Dikatakan juga bahwa, Latar melejitnya laba di akhir tahun ini terjadi di saat pembentukan CKPN dikurangi dari bulan sebelumnya , sementara baki debet kredit bertambah (lihat tabel 4).
"Tentunya karena secara akuntansi pengurangan CKPN akan memberikan Insentif tambahan laba, jelas anggota komisi II DPRD Provinsi NTT Yohanes Rumat.
"Padahal Sudah menjadi rumusan dasar bahwa, di saat baki debet kredit bertambah maka pembentukan CKPN pun harus bertambah, kecuali ada perbaikan kualitas kredit dari bermasalah menjadi lancar.
"Pertanyaan saya apakah agar terjadi penambahan laba dengan cara mengurangi pembentukan CKPN ini benar sesuatu yang tidak di niatkan ?.
"Jika tidak diniatkan bank NTT mesti bisa mengkomparasi dengan data perolehan pendapatan selain koreksi pendapatan CKPN di bulan Desember 2022 .
"Apa mungkin hanya dalam sebulan yakni pada bulan Desember bank bisa berhasil mendapatkan tambahan angsuran bunga kredit yang sangat signifikan besarnya dengan pendapatan bunga pinjaman pada bulan-bulan sebelumnya ? Kalau itu bukan dari pendapatan koreksi CKPN ? Ataukah ada perbaikan kualitas kredit dari yang bermasalah menjadi lancar sungguh terjadi signifikan di bulan Desember 2022 ?.
"Karena terjadi ketidak konsistenan membentuk CKPN, dimana pada saat baki debet pinjaman menurun dari Rp 10.976.113 juta pada bulan Januari 2022 menjadi Rp 10.960.327 juta pada bulan Pebruari 2022 bank NTT menurunkan pembentukan CKPN dari Rp 189.916 juta pada bulan Januari 2022 menjadi Rp 172.122 juta Pada bulan Pebruari 2022.
"Namun konsistensi itu tidak terjadi di bulan Desember 2022. Dimana saat baki debet kredit bertambah ,malah bank menurunkan pembentukan CKPN. Lalu CKPN ini di naikan lagi jumlahnya pada bulan Januari 2023, padahal jumlah baki debet kredit pada bulan Januari 2023 turun lagi atau lebih kecil dari baki debet pinjaman di bulan Desember 2022.
"Seperti tampak pada tabel 4 di atas, baki debet pinjaman pada bulan Desember 2022 sebesar Rp 11.815.139 juta , CKPN yang dibentuk Rp 159.869 Juta, selanjutnya pada saat baki debet bulan Januari 2023 turun menjadi Rp 11.684.665 juta , bank justru menurunkan CKPN menjadi Rp 179.800 Juta.
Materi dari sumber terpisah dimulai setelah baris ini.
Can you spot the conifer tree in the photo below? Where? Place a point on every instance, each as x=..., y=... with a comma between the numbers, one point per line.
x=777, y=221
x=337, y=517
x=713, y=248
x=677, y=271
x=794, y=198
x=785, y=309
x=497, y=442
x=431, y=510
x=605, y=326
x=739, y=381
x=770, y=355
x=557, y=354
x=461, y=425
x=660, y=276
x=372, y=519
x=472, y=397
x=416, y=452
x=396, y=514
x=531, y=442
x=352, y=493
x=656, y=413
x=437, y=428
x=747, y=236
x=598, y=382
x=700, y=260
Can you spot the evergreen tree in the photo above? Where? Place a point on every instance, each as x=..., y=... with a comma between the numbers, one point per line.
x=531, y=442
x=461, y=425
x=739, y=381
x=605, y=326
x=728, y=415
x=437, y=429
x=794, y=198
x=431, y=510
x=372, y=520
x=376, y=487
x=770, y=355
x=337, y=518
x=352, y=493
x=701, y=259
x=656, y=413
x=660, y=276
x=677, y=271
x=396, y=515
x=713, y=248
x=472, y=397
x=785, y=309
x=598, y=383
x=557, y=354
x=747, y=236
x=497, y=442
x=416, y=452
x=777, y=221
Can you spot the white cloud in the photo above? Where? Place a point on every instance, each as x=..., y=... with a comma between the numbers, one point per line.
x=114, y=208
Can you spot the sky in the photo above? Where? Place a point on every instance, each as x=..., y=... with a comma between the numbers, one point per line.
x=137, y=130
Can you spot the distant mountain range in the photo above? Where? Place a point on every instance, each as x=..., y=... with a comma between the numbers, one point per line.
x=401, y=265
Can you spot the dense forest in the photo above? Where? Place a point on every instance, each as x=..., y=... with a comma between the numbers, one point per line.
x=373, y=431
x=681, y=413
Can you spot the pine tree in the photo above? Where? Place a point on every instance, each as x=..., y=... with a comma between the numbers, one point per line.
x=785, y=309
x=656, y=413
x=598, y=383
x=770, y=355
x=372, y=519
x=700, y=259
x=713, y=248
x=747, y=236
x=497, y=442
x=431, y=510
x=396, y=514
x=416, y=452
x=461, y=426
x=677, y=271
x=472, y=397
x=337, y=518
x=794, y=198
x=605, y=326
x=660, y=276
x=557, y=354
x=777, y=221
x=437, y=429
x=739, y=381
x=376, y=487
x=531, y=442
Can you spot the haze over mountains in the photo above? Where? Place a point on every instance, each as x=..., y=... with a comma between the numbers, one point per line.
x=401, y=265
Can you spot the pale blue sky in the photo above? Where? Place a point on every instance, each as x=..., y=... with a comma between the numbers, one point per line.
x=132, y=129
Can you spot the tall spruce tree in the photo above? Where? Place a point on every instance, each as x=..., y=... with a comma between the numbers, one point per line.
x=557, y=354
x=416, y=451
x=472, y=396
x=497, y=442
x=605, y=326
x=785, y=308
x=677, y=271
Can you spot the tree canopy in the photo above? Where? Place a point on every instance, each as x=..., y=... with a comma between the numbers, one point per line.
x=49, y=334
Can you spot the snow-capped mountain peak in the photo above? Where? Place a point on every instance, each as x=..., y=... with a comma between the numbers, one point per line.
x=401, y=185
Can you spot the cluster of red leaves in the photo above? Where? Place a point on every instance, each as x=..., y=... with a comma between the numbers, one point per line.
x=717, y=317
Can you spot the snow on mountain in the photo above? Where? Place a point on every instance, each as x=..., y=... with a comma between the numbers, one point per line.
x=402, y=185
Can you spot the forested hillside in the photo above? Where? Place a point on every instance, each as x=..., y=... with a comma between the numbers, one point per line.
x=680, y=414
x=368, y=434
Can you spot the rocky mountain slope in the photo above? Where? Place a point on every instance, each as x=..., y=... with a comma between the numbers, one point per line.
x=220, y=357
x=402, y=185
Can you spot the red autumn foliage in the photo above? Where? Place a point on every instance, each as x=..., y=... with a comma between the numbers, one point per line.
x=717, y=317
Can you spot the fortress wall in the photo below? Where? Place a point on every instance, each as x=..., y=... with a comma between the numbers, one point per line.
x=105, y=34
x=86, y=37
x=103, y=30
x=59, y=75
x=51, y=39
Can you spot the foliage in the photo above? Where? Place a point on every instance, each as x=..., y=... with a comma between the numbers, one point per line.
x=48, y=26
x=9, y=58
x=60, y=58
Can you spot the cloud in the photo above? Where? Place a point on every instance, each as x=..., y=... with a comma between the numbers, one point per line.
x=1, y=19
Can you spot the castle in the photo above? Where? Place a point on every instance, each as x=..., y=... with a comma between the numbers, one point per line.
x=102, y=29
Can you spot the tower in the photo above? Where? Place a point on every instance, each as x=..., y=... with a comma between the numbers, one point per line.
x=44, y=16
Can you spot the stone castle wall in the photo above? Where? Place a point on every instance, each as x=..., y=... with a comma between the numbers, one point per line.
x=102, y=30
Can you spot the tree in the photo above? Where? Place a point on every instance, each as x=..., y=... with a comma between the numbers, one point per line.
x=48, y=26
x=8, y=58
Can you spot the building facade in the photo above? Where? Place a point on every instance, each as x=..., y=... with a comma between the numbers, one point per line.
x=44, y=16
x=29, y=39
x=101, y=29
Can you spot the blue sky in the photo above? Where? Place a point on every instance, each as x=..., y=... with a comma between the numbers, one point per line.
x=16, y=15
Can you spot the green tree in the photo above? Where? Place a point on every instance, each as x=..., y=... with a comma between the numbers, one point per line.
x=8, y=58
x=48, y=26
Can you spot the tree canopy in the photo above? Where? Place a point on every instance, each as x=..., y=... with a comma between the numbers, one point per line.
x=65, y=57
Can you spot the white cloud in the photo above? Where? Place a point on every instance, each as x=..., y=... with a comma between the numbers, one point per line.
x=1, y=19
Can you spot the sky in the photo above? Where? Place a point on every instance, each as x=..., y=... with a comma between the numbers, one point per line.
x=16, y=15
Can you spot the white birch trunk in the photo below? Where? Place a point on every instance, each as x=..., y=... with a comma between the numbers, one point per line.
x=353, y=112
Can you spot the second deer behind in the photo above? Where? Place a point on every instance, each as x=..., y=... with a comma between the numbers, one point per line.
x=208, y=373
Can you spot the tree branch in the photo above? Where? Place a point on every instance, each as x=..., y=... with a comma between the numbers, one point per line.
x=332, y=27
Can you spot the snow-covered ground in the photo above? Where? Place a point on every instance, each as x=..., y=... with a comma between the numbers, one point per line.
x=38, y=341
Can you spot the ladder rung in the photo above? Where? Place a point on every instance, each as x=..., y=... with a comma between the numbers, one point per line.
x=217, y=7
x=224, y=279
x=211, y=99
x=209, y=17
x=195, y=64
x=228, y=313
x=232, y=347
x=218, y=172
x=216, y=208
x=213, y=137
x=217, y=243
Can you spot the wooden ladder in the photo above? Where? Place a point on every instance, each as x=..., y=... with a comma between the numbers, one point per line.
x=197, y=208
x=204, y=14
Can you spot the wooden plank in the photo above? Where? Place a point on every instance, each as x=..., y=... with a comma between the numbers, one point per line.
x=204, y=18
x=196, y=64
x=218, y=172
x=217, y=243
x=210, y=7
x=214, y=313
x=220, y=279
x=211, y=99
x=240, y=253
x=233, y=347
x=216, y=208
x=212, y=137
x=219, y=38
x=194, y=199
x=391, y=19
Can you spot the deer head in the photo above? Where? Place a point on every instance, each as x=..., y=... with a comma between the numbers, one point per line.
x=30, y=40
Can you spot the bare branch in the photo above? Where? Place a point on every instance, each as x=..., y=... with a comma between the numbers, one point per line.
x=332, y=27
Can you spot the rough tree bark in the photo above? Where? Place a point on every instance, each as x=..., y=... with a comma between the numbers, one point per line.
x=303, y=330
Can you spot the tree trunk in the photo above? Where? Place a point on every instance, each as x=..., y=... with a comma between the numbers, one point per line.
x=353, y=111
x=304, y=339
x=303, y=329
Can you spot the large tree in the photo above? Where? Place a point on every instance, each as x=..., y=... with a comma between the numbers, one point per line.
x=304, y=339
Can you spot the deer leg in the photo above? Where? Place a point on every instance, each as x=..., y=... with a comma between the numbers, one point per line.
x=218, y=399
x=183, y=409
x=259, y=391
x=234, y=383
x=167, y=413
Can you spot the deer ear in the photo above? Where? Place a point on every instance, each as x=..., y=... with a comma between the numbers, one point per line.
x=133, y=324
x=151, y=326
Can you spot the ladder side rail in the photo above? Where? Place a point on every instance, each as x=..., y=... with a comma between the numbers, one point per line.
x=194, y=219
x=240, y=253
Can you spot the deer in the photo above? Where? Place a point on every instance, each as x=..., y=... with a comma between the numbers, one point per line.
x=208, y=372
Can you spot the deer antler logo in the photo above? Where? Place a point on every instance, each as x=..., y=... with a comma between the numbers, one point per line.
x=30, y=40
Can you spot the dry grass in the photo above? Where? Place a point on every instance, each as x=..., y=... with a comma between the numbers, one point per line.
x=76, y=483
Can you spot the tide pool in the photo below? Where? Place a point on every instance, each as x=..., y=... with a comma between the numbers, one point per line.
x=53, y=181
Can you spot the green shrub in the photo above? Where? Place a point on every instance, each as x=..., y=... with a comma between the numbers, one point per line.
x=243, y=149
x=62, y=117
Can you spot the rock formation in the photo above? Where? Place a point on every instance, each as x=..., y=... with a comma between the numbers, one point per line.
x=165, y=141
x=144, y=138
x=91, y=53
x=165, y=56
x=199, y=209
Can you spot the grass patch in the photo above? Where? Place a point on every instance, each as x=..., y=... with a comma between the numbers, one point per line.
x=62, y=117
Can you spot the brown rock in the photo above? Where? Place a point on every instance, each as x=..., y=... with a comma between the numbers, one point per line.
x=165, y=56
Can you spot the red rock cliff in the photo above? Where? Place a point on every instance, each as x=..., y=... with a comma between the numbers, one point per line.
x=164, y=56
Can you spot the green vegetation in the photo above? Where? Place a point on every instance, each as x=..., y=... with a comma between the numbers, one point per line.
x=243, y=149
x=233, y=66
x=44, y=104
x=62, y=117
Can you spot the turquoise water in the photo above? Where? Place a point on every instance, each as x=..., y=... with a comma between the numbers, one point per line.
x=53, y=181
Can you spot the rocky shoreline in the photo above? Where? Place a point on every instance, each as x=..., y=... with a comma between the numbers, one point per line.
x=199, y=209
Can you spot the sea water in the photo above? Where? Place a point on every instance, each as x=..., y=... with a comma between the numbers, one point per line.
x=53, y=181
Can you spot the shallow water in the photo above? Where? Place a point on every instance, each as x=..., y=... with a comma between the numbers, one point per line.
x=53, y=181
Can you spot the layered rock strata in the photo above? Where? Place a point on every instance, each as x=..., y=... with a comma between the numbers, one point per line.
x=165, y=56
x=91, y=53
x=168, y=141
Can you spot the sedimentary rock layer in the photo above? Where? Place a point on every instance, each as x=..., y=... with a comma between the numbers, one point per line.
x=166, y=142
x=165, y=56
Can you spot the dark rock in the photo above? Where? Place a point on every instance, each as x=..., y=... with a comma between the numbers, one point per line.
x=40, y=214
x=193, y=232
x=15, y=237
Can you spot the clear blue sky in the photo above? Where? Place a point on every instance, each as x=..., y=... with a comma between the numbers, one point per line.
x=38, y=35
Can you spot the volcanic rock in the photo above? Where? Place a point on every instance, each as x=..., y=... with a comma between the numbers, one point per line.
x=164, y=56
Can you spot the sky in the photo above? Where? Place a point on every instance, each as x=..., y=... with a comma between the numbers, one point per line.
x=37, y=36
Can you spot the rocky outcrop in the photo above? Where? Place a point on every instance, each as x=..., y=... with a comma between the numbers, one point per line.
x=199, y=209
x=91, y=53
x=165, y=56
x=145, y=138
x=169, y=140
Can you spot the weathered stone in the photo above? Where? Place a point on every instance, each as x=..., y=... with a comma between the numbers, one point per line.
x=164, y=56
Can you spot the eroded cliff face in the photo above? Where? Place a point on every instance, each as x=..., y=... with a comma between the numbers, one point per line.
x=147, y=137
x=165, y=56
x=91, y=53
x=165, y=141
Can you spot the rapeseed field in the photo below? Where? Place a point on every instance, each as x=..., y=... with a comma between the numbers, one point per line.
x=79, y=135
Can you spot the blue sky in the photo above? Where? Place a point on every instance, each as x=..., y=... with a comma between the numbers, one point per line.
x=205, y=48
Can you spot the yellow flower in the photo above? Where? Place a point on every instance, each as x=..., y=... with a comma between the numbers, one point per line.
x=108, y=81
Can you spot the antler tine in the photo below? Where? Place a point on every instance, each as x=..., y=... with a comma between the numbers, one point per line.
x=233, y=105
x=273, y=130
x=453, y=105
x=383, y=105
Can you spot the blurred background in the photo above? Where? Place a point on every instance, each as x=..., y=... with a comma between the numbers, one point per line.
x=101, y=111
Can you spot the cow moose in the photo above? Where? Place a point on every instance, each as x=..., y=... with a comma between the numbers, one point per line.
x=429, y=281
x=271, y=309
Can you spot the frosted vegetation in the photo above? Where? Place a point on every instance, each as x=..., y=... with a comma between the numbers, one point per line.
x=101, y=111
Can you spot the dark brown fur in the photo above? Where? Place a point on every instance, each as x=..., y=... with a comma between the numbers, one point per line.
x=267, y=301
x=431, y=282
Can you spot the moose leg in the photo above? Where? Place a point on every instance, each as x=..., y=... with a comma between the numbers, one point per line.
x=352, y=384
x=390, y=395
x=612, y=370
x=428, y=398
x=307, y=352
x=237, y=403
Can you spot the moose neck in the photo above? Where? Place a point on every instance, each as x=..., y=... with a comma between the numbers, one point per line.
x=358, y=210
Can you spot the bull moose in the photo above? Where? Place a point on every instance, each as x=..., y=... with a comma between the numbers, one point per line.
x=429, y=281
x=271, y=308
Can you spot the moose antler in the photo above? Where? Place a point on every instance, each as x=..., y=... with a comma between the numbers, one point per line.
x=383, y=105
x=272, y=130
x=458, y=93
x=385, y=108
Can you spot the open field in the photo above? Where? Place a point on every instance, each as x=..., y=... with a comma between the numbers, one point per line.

"Ini sebuah anomaly yang tampak sangat kasat mata. Mestinya konsistensi pembentukan CKPN di lakukan seperti yang terjadi pada bulan Pebruari hingga Mei di tahun 2023 ini, kata Yohanes Rumat.
"Khusus di bulan Pebruari hingga Mei tahun 2023 ini saya melihat sudah tampak bank NTT konsisten dalam membantuk CKPN, karena semakin tinggi baki debet kredit yang diberikan semakin tinggi pula CKPN yang dibentuk, sebagaimana tampak pada tabel 5 di atas, tidak seperti pada tahun 2022.
"Namun inkonsistensi pembentukan CKPN bank NTT pada akhir tahun 2022 masih menyisahkan masalah yang masih harus di jelaskan oleh manajemen bank NTT dan OJK perwakilan NTT untuk menghindari dugaan window dressing atau upaya mempercantik laporan keuangan bank dengan tujuan meningkatkan laba bank agar tampak lebih besar dari yang semestinya. Semoga dugaan itu tidak benar, pungkas Yohanes Rumat anggota komisi II DPRD Provinsi NTT dari Fraksi PKB ini.